Confusing autonomous cars might be worryingly easy

Confusing a self-driving car could be as easy as applying some stickers to a road sign, researchers have warned. With driverless projects hunting for ways to cut costs and reduce reliance on expensive sensors such as LIDAR, many have looked to camera-based alternatives to better understand the world around a vehicle. Now, researchers at the University of Washington have found that throwing an autonomous car off course might be as easy as making minor changes to roadway signage.

As the team explains, while it's easy to create mayhem by removing signs altogether, a heavy-handed approach can be quickly spotted and addressed. Arguably more dangerous is a "robust and subtle" modification that could reliably convince a machine learning system – such as the brain of a self-driving car – but not be immediately recognized as something dangerous by human work crews and police.

"If an attacker can physically and robustly manipulate road signs in a way that, for example, causes a Stop sign to be interpreted as a Speed Limit sign by an ML-based vision system," they write, "then that can lead to severe consequences."

They came up with a system of stickers that could be produced with a regular printer and the supplies you might find in your local Staples, but which when applied in the right order to a road sign could be as much as 100-percent effective at fooling a smart car's brain.
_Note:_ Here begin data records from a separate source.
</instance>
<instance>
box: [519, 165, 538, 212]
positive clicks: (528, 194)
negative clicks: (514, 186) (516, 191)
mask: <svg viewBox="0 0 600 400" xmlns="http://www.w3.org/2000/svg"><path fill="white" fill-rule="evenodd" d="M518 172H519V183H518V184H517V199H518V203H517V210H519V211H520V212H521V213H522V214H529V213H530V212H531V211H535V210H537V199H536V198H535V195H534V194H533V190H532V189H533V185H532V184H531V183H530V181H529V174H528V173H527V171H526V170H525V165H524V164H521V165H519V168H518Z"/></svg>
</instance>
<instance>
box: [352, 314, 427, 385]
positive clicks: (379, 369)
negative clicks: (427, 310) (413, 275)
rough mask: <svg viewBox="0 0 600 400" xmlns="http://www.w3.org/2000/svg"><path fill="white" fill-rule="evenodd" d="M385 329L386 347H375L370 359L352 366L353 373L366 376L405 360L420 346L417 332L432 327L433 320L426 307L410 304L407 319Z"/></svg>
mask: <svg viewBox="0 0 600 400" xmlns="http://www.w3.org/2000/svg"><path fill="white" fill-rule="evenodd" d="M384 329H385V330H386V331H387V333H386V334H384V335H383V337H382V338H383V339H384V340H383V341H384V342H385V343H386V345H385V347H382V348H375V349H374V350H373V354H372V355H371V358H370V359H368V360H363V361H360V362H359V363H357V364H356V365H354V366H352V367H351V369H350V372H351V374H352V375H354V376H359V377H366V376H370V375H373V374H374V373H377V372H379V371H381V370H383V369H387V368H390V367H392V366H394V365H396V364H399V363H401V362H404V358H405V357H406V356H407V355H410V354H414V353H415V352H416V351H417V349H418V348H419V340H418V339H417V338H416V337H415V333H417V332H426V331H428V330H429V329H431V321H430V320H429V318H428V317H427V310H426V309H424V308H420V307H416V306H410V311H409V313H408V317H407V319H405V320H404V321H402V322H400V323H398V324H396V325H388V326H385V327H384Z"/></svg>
Importantly, even when applied, the stickers could easily be dismissed by those not aware of the possible danger as everyday graffiti-style vandalism.

The exploit could have dangerous applications well before fully autonomous cars reach the roads en-masse, however. Several automakers already use camera-based systems to read road signage, spotting temporary speed limits and other details. That data is usually combined with information within the navigation database.

Few automakers currently rely solely on this camera-based information for controlling mission-critical elements of the vehicle's behavior. Some adaptive cruise control systems, such as Mercedes-Benz's DISTRONIC, can automatically adjust the set speed down or up as the car moves in and out of roadways with different limits, but the information is generally checked against the onboard database. Still, as vision-based systems become more prevalent, this could become much more of a threat.

Adding to the uncertainty is the fact that no two autonomous car projects can seemingly agree on exactly what hardware is required to safely reach Level 4 and Level 5. They're the point where, according to the generally-accepted SAE Institute's definitions of self-driving vehicles, the car can take over control entirely in almost every condition. While the definitions may be the same, the route to reach such functionality can vary broadly.

On the one hand, many espouse a system that includes LIDAR, effectively a laser rangefinder that can build up real-time maps of the environment around the vehicle in 3D. Although LIDAR is hugely accurate in that mapping, it's also very expensive. Several companies are working on reducing that cost, but it can still be the single biggest outlay in any piece of self-driving car equipment.

That's pushed some projects to look to ways around LIDAR. Tesla, notably, has said it believes its current Autopilot gen-2 hardware – which comprises cameras, radar, and other sensors, but no LIDAR – is sufficient for one day doing Level 5 autonomous driving. Other semi-autonomous systems, like Cadillac's Super Cruise which will launch later this year, rely on LIDAR-mapped data but don't demand the individual vehicles themselves have such sensors, instead using upgraded GPS tracking.

The researchers conclude that there's much more attention needed on how physical infrastructure could have an above-average impact on increasingly machine-driven cars. For those companies working on autonomous cars, though, the challenge seems to be how to deliver the safety of system redundancy while still keeping the overall cost down to something the mass market can afford.